Letter to his daughter (1978) edit

 
If things do not change, there will be nothing left to change. Either power must pass to the people or everything will perish
Quotes from a letter to his daughter, Benazir Bhutto (21 June 1978), as published in My Dearest Daughter : A letter from the Death Cell (2007)
 
The theories, the dogmas and the scripts stand outside the gates of history. The dominant factor is the aspiration of the people and the ability to seek total identification with it.

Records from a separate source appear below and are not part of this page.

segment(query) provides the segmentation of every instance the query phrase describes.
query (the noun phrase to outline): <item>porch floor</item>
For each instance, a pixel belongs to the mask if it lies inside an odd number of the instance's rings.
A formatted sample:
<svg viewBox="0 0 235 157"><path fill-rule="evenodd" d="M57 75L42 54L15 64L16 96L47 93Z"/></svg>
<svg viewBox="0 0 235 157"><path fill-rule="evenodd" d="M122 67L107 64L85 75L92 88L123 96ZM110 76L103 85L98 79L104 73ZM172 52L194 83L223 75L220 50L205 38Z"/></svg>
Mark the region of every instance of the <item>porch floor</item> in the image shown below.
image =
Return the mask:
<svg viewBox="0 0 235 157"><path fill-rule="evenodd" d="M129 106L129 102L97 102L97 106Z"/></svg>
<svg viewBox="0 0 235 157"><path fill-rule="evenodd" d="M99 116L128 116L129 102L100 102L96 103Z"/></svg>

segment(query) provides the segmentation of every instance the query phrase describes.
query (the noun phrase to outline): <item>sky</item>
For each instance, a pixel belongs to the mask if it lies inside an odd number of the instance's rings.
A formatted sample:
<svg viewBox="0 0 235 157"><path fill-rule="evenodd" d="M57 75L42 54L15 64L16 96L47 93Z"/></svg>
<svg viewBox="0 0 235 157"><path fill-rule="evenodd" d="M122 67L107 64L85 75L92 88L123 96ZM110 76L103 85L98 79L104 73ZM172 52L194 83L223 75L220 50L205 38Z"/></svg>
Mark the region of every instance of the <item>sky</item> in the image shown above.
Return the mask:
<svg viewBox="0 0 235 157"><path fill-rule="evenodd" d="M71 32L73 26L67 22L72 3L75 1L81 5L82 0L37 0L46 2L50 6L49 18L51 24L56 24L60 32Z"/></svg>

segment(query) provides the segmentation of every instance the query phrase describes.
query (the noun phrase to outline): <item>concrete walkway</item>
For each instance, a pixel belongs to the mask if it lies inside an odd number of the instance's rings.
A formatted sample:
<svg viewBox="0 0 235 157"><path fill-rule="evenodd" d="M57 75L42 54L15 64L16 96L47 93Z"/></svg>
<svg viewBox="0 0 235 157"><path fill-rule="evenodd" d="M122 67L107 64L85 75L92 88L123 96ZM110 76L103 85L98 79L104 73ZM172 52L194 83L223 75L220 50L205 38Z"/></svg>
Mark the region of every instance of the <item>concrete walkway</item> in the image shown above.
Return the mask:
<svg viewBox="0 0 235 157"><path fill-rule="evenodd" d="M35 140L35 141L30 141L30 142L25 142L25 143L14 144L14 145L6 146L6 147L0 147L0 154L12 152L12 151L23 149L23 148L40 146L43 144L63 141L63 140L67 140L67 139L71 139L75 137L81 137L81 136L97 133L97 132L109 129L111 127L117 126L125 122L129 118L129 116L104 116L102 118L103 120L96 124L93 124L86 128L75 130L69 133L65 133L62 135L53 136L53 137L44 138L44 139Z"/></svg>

  • If things do not change, there will be nothing left to change. Either power must pass to the people or everything will perish.
    • p. 14.
  • Your grand-father taught me the politics of pride, your grandmother taught me the politics of poverty. I am beholden to both for the fine synthesis. To you, my darling daughter, I give only one message. It is the message of the morrow, the message of history. Believe only in the people, work only for their emancipation and equality. The paradise of God lies under the feet of your mother. The paradise of politics lies under the feet of the people.
    • p. 14.
  • You cannot be big unless you are prepared to kiss the ground. You cannot defend the soil unless you know the smell of that soil. I know the smell of our soil. I know the rhythm of our rivers. I know the beat of our drums. The theories, the dogmas and the scripts stand outside the gates of history. The dominant factor is the aspiration of the people and the ability to seek total identification with it. Once the significance of the symphony is grasped, the lines fall into place, the dogmas and theories get legs to move in time to the majesty of that music. This does not mean that I am preaching pragmatism. There is a lot of expediency in pragmatism. I am trying to trace the roots of the problems, the genesis of the challenges, the cause of the struggle.
    • p. 15
 
The most progressive and powerful society in the civilized sense, is a society which has recognized its ethos, and come to terms with the past and the present, with religion and science, with modernism and mysticism, with materialism and spirituality; a society free of tension, a society rich in culture.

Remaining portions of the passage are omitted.